Search code examples
python-2.7python-unicodestringio

StringIO getvalue raising UnicodeDecodeError when printing traceback


The call:

deprint(_(u'Error finding icon for %s:') % target.s, traceback=True)

where:

def deprint(*args,**keyargs):
    # msg = u''
    try:
        msg += u' '.join([u'%s'%x for x in args])
    except UnicodeError:
        # If the args failed to convert to unicode for some reason
        # we still want the message displayed any way we can
        for x in args:
            try:
                msg += u' %s' % x
            except UnicodeError:
                msg += u' %s' % repr(x)

    if keyargs.get('traceback',False):
        o = StringIO.StringIO(msg)
        o.write(u'\n')
        traceback.print_exc(file=o)
        value = o.getvalue()
        try:
            msg += u'%s' % value
        except UnicodeError:
            msg += u'%s' % repr(value)
        o.close()
    #...

Fails with:

Traceback (most recent call last):
  File "Wrye Bash Launcher.pyw", line 87, in <module>
  File "bash\bash.pyo", line 574, in main
  File "bash\basher.pyo", line 18921, in InitLinks
  File "bash\basher.pyo", line 18291, in InitStatusBar
  File "bash\bolt.pyo", line 2470, in deprint
  File "StringIO.pyo", line 271, in getvalue
UnicodeDecodeError: 'ascii' codec can't decode byte 0xe9 in position 37: ordinal not in range(128)

for a user with a French locale.

The line 2470, in deprint corresponds to value = o.getvalue(). In StringIO:

def getvalue(self):
    """
    Retrieve the entire contents of the "file" at any time before
    the StringIO object's close() method is called.

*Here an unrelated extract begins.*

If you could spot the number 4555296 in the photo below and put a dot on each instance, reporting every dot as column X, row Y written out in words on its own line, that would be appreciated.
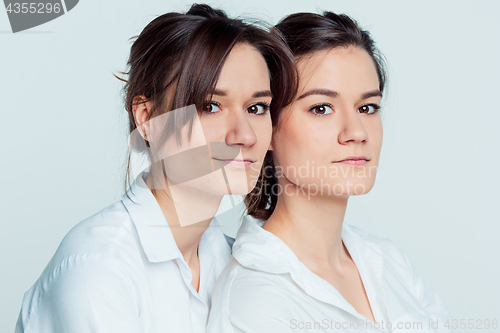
column 471, row 323
column 33, row 7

    The StringIO object can accept either Unicode or 8-bit strings,
    but mixing the two may take some care. If both are used, 8-bit
    strings that cannot be interpreted as 7-bit ASCII (that use the
    8th bit) will cause a UnicodeError to be raised when getvalue()
    is called.
    """
    _complain_ifclosed(self.closed)
    if self.buflist:
        self.buf += ''.join(self.buflist) # line 271
        self.buflist = []
    return self.buf
  1. Where is the mixing of strings taking place ? As far as I can see I always pass unicode in.
  2. How should I rewrite the traceback.print_exc(file=o) call to be bullet proof ?

This:

     if keyargs.get('traceback',False):
-        o = StringIO.StringIO(msg)
-        o.write(u'\n')
+        o = StringIO.StringIO()
         traceback.print_exc(file=o)

does the trick but questions still stand


Solution

  • This:

    if keyargs.get('traceback',False):
        o = StringIO.StringIO()
        traceback.print_exc(file=o)
        value = o.getvalue()
        try:
            msg += u'\n%s' % unicode(value, 'utf-8')
        except UnicodeError:
            traceback.print_exc()
            msg += u'\n%s' % repr(value)
        o.close()
    

    solves it and avoids the UnicodeError msg += u'%s' % value would raise. So yes - I was indeed mixing string and unicode - string got in in the traceback.print_exc(file=o) call.

    Still not sure if the 'utf-8' in unicode(value, 'utf-8') is the way to go - but I guess that builtin exceptions would pass this ok, while my custom exceptions have unicode messages. Still say a windows error on a path may be encoded in mbcs ? Dunno - but this will do for now.

    Input (or a better solution) appreciated.